The president also moved Thursday to clarify comments he made on Wednesday in which he urged voters in North Carolina to attempt to vote twice, which would be a felony. Trump said in a series of tweets on Thursday that he was urging those who vote by mail to follow up at their polling place to make sure their mail-in ballots have been counted.
The comments again thrust voting rights issues to the forefront of the presidential campaign. On a related front, Biden, evoking John Lewis, the civil rights icon who died in July, made his most direct appeal in Kenosha to Black voters and expressed worry that they would be too discouraged to vote. He spoke of the need for greater understanding between races, and implored public schools to restructure education about Black history. Trump, he said, was someone who "legitimizes the dark side of human nature."
"I can't understand what it's like to walk out the door or send my son out the door — or my daughter and worry about just because they're Black, they may not come back," he said to one participant in the community meeting. "I can't really — I can intellectually understand it, but I can't — I can't feel it."
While Trump, in his visit, spoke out against lawlessness, he did not meet with Blake's family, and also has refused to denounce Kyle Rittenhouse, a White teenager accused of shooting and killing two people during the protests there.
Biden's community meeting was held inside Grace Lutheran Church, a small brownstone structure in a neighborhood close to the city's downtown, site of boarded-up storefronts and burned-out car lots. Speakers at the meeting expressed a wide range of perspectives that seemed designed to look at the current crisis from various angles to examine its complexity. For nearly 30 minutes at the start, Biden sat quietly at the front, listening and taking notes.

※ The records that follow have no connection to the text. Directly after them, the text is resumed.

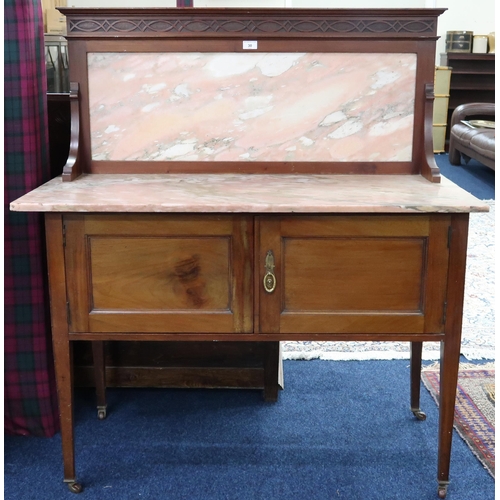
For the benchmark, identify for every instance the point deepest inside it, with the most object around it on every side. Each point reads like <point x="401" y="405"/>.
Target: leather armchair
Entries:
<point x="466" y="142"/>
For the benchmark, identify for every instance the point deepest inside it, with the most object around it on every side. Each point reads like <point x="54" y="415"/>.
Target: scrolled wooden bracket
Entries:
<point x="73" y="168"/>
<point x="429" y="169"/>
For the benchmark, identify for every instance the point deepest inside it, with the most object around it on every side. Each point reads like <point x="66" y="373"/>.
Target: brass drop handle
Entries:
<point x="269" y="278"/>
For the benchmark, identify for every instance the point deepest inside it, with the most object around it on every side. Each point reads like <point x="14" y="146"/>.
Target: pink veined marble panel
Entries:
<point x="251" y="106"/>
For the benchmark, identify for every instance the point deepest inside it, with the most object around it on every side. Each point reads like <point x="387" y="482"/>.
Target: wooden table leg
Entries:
<point x="450" y="346"/>
<point x="416" y="368"/>
<point x="100" y="377"/>
<point x="63" y="361"/>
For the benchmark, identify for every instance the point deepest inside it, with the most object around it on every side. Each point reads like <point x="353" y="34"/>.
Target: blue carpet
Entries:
<point x="473" y="177"/>
<point x="339" y="430"/>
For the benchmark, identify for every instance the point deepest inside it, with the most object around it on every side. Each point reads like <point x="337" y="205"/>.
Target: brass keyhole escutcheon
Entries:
<point x="269" y="278"/>
<point x="269" y="282"/>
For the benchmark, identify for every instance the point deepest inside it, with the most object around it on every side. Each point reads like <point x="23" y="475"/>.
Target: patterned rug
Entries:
<point x="474" y="410"/>
<point x="478" y="330"/>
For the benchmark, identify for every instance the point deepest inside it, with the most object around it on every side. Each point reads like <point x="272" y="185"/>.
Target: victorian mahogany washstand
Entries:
<point x="254" y="175"/>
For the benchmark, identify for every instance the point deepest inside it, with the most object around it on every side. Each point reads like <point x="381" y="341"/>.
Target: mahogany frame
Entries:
<point x="277" y="30"/>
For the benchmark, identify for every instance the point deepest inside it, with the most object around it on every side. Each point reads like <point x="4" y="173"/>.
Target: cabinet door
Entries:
<point x="352" y="274"/>
<point x="159" y="273"/>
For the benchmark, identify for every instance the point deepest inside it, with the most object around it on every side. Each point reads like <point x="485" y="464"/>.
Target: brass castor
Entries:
<point x="419" y="414"/>
<point x="442" y="490"/>
<point x="75" y="487"/>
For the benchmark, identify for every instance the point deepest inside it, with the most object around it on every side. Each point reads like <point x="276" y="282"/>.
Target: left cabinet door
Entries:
<point x="159" y="273"/>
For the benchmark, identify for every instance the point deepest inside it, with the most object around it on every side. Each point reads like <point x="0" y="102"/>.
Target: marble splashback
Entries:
<point x="251" y="106"/>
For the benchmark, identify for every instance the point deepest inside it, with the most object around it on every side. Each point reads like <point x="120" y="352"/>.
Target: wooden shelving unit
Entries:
<point x="472" y="79"/>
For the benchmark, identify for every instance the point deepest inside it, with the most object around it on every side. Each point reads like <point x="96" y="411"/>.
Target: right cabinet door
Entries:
<point x="366" y="274"/>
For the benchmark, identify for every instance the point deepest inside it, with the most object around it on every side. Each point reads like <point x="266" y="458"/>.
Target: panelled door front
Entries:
<point x="159" y="273"/>
<point x="352" y="274"/>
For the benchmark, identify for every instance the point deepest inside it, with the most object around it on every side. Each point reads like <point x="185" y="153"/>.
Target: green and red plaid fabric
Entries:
<point x="30" y="392"/>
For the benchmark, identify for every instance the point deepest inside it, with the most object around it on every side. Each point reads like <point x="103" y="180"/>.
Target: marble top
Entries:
<point x="250" y="193"/>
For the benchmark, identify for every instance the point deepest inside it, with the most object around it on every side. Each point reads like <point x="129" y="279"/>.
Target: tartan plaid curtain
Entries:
<point x="30" y="393"/>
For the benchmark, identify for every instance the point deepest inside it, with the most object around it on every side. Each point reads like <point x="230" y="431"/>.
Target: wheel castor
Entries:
<point x="442" y="490"/>
<point x="419" y="414"/>
<point x="75" y="487"/>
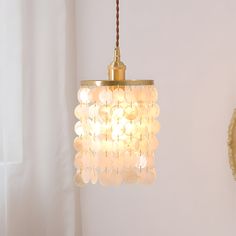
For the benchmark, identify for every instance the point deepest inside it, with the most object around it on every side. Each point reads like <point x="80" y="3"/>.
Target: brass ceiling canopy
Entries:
<point x="117" y="69"/>
<point x="232" y="144"/>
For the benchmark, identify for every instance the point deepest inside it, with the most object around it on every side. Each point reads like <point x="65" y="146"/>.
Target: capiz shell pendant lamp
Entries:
<point x="116" y="128"/>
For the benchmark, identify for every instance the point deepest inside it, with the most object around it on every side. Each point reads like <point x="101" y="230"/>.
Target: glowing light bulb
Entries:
<point x="142" y="162"/>
<point x="115" y="131"/>
<point x="131" y="112"/>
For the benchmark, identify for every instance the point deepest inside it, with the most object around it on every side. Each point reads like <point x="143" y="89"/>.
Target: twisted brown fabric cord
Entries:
<point x="117" y="23"/>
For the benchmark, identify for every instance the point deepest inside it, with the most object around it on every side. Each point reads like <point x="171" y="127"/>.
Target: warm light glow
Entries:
<point x="116" y="134"/>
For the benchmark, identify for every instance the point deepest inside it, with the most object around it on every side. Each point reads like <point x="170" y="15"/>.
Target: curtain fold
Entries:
<point x="41" y="197"/>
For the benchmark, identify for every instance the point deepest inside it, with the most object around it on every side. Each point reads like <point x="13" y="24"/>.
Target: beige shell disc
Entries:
<point x="232" y="144"/>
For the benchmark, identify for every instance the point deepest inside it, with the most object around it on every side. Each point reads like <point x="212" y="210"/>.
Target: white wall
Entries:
<point x="189" y="48"/>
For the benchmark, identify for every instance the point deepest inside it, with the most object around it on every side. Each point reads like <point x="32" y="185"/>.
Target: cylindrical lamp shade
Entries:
<point x="116" y="133"/>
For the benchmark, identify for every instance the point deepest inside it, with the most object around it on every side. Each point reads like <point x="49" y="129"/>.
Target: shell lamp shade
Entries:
<point x="116" y="129"/>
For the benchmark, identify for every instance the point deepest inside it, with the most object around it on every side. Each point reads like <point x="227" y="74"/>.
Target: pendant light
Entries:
<point x="116" y="128"/>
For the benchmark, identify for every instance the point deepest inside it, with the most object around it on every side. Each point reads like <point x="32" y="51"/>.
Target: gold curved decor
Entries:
<point x="116" y="82"/>
<point x="232" y="144"/>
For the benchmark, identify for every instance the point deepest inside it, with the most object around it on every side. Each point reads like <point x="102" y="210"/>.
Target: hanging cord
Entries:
<point x="117" y="24"/>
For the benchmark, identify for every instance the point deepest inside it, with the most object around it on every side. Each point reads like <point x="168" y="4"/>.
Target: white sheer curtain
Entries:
<point x="38" y="88"/>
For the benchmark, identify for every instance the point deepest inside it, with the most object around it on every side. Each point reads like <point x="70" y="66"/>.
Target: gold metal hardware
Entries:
<point x="232" y="144"/>
<point x="116" y="82"/>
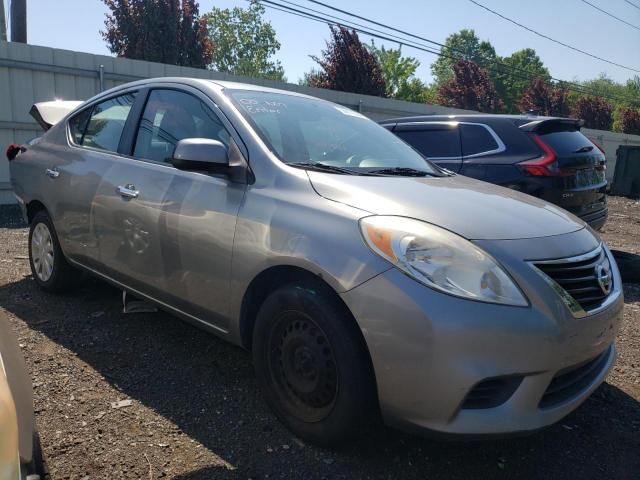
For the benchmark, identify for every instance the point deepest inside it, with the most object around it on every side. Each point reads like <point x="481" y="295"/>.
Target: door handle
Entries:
<point x="52" y="173"/>
<point x="128" y="191"/>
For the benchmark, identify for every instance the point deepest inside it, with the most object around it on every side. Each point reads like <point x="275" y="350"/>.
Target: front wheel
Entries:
<point x="50" y="269"/>
<point x="312" y="365"/>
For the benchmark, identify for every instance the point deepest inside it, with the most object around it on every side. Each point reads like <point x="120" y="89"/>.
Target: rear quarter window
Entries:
<point x="567" y="142"/>
<point x="434" y="143"/>
<point x="476" y="139"/>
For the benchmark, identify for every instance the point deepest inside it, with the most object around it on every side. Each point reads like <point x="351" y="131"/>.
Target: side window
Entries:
<point x="476" y="139"/>
<point x="106" y="124"/>
<point x="434" y="142"/>
<point x="171" y="116"/>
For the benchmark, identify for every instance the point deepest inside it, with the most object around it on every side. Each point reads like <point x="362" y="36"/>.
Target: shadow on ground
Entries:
<point x="207" y="388"/>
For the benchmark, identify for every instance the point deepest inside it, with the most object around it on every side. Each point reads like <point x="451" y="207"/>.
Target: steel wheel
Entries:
<point x="303" y="366"/>
<point x="42" y="252"/>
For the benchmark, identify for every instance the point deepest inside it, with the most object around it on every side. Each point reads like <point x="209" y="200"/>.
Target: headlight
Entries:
<point x="440" y="259"/>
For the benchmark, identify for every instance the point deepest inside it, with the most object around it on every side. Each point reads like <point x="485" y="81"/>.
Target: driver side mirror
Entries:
<point x="201" y="155"/>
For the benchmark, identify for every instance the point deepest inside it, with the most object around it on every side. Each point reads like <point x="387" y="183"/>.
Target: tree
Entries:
<point x="470" y="88"/>
<point x="347" y="65"/>
<point x="544" y="99"/>
<point x="398" y="72"/>
<point x="595" y="111"/>
<point x="466" y="45"/>
<point x="169" y="31"/>
<point x="244" y="42"/>
<point x="629" y="120"/>
<point x="515" y="74"/>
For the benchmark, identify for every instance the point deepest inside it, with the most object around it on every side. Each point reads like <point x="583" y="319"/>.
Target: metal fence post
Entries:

A firefighter spoke of the exhaustion his department felt after putting out fire after fire. A woman whose small business was looted recounted the despair of seeing a devastated downtown. A Black lawyer with a 20-year-old son recounted the unequal treatment in the justice system, and how, in her view, it tilted too much toward police officers.
A 31-year-old mother of three rose and said she was dispensing with her notes to speak directly to Biden.
“I've seen enough," said Porsche Bennett, organizer for Black Lives Activists Kenosha. "The action we want are, hold these officers accountable to the same crimes we get held accountable to. If I was that officer, I would be [in the] Kenosha county jail right now.
"We want the same exact rights as others. We want to be treated like everybody else."
The protests have reignited the Democratic debate over the best path to the White House — wooing younger, urban voters or White voters who defected to Trump — but Biden this week seemed intent on appealing to both. He has repeatedly made clear that he supports peaceful protests but opposes any violence or looting, as he said Thursday.
"Regardless of how angry you are, if you loot or you burn, you ought to be held accountable. Period," he said. "It just cannot be tolerated, across the board."
But Biden also directly responded to some squeamish Democrats who have pointed to declining support for Black Lives Matter protests as a warning sign against aligning with it.
"As much as they say that Black Lives Matter has lost some standing since the president's gone on this rant about, you know, law and order, et cetera," Biden said, "still you still have 50 percent of the American people supporting it. It was up to 78; that's never happened before."
Ahead of Biden's arrival, a group of two dozen Black Lives Matter protesters marched past the church, chanting, "No justice, no peace." Onlookers on both sides of the road cheered them. Cars honked their support.
Police trailed the impromptu parade, using their loudspeaker to order the marchers onto the sidewalk.
"This is an unlawful assembly," an officer announced. "Please move to the sidewalk."
The marchers ignored the calls, pumping their fists and chanting.
"Say his name!"
"Jacob Blake!"
Kenosha police continued to trail the protesters, their loud pleas calling for the protesters to disperse largely drowned out by the chanting.
"The Kenosha Police Department cares about your safety," an officer announced.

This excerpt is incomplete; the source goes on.